When |z| < 1, from geometric series,
$$\sum_{k=0}^{\infty} z^k = \frac{1}{1-z}$$
By integration,
$$\sum_{k=1}^{\infty} \frac{z^k}{k} = -\log{(1-z)}$$
This formula also can be verified by Taylor series of $-\log{(1-z)}$.

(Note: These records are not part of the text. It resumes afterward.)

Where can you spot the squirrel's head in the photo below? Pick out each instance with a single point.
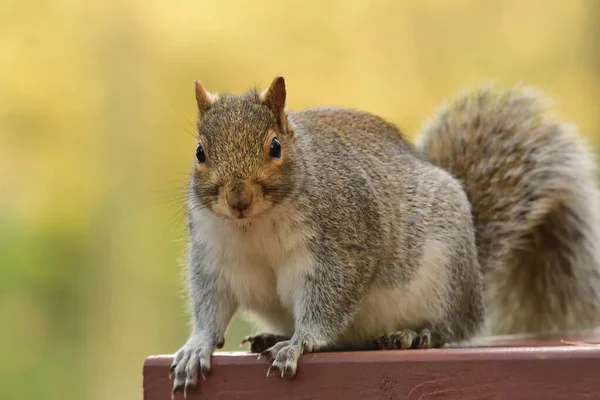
(244, 158)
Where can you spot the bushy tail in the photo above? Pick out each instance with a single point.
(532, 185)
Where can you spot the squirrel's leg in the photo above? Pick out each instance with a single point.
(212, 308)
(321, 312)
(409, 339)
(262, 341)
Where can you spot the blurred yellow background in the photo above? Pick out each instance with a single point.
(96, 140)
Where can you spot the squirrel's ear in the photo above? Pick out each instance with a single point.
(204, 98)
(274, 97)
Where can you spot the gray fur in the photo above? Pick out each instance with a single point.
(532, 183)
(357, 235)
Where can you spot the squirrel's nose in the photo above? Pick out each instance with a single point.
(240, 201)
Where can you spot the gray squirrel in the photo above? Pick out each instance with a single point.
(334, 232)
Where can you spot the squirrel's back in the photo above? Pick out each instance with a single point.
(531, 182)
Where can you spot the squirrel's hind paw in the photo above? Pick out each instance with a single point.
(190, 360)
(407, 339)
(285, 358)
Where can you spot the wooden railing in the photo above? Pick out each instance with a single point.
(518, 367)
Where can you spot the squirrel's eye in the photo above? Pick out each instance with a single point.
(275, 151)
(200, 156)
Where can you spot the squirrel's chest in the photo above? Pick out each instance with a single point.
(261, 261)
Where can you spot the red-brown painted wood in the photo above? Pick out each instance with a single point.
(544, 369)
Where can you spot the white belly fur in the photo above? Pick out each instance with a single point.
(262, 262)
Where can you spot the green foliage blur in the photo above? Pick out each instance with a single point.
(97, 139)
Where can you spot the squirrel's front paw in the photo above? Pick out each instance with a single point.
(263, 341)
(285, 357)
(193, 356)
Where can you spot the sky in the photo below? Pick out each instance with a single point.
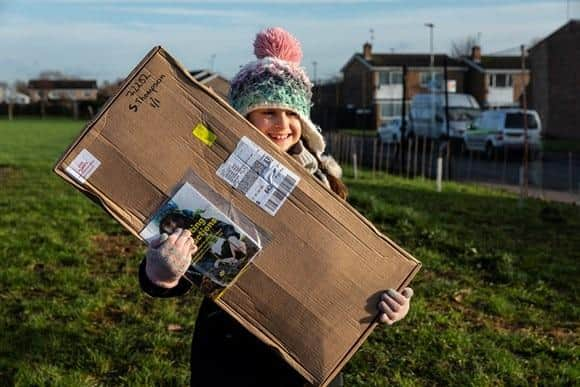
(105, 39)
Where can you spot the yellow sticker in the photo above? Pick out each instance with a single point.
(204, 134)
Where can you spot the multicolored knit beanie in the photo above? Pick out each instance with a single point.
(276, 80)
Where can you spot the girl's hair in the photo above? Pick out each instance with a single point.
(336, 184)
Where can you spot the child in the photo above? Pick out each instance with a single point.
(274, 94)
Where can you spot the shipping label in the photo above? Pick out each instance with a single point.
(83, 166)
(263, 179)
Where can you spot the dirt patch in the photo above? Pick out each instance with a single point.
(114, 253)
(121, 246)
(7, 172)
(498, 324)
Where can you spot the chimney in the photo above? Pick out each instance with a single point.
(367, 51)
(476, 54)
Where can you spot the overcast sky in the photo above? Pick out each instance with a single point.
(105, 39)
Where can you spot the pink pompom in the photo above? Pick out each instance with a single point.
(277, 42)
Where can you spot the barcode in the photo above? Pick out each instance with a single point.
(275, 200)
(259, 167)
(287, 184)
(247, 181)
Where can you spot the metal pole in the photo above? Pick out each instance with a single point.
(570, 174)
(374, 156)
(404, 136)
(525, 103)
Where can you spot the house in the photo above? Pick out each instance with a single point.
(8, 95)
(496, 81)
(373, 82)
(218, 83)
(554, 62)
(75, 90)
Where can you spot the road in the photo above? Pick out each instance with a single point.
(553, 171)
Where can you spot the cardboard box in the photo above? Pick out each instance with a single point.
(312, 291)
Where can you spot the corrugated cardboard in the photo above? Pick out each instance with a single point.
(312, 292)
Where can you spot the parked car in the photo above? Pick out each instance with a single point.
(390, 132)
(503, 128)
(429, 118)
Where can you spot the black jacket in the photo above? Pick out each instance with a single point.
(224, 353)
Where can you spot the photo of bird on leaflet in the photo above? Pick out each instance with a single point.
(221, 250)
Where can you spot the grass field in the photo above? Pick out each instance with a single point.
(496, 303)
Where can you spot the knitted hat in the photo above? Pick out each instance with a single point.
(276, 80)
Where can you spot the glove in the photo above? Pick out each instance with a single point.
(169, 257)
(394, 306)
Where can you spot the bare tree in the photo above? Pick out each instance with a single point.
(52, 74)
(462, 47)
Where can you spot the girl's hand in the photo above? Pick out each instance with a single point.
(169, 258)
(394, 306)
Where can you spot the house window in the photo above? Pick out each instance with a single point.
(500, 80)
(390, 78)
(390, 109)
(426, 78)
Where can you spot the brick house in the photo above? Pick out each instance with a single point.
(62, 90)
(373, 83)
(555, 62)
(218, 83)
(496, 81)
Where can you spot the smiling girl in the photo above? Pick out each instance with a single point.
(274, 94)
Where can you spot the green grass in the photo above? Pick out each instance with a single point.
(496, 302)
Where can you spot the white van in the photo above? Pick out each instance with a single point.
(501, 128)
(428, 115)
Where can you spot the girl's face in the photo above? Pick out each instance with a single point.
(281, 126)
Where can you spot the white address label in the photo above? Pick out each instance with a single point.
(83, 166)
(263, 180)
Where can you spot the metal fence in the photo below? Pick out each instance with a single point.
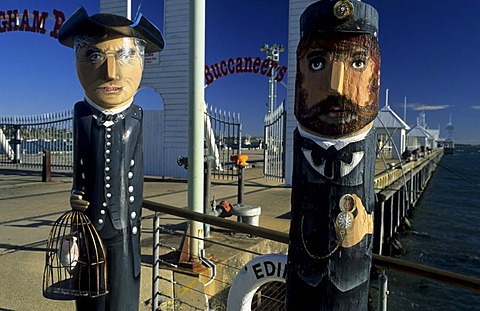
(275, 139)
(223, 137)
(271, 295)
(24, 139)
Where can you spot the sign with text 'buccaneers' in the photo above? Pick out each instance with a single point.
(16, 20)
(265, 67)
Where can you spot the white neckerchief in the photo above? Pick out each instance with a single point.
(108, 111)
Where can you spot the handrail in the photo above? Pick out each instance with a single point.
(439, 275)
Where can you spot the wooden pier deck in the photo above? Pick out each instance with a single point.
(398, 186)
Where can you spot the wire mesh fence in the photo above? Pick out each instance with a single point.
(25, 138)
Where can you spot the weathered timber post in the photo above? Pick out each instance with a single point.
(47, 166)
(336, 101)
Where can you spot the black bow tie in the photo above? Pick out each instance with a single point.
(102, 118)
(328, 156)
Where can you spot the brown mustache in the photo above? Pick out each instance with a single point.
(341, 103)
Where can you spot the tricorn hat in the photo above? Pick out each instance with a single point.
(106, 25)
(345, 16)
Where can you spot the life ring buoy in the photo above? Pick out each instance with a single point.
(257, 272)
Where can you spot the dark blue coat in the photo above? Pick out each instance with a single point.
(108, 168)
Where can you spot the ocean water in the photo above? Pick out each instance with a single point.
(445, 235)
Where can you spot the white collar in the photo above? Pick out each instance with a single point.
(338, 143)
(108, 111)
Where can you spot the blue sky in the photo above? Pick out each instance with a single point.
(429, 55)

Then, what about $$\sum_{k=1}^{\infty} \frac{z^{k+x}}{k+x}$$
for $0 \le x < 1$ ?
In the same way,
$$\sum_{k=0}^{\infty} z^{k+x} = \frac{z^x}{1-z}$$
By integration,
$$ \begin{align} \sum_{k=1}^{\infty} \frac{z^{k+x}}{k+x} =& \int_0^z \frac{w^x}{1-w} dw \\ =& \left[ \frac{w^x}{(1-w)\log(w)} \right]_0^z dw \\ =& \frac{z^x}{(1-z)\log(z)} \end{align} $$
This formula should be same with $-\log(1-z)$ when $x=0$.
Howevery, it is not.
What mistake I did?
What is the correct formula?
I stuck here.
You are in the domain of special functions $$\sum_{k=1}^{\infty} \frac{z^{k+x}}{k+x}=z^{x+1} \Phi (z,1,x+1)$$ where appears the Hurwitz-Lerch transcendent function.
If you want to compute the antiderivative $$I=\int \frac{w^x}{1-w}\, dw =\frac{w^{x+1} }{x+1} \, _2F_1(1,x+1;x+2;w)$$ where appears the gaussian hypergeometric function.
Now, for $$J=\int_0^z \frac{w^x}{1-w}\, dw =B_z(x+1,0) \qquad \text{if} \qquad (\Re(z)<1\lor z\notin \mathbb{R})\land \Re(x)>-1$$ where appears the incomplete beta function.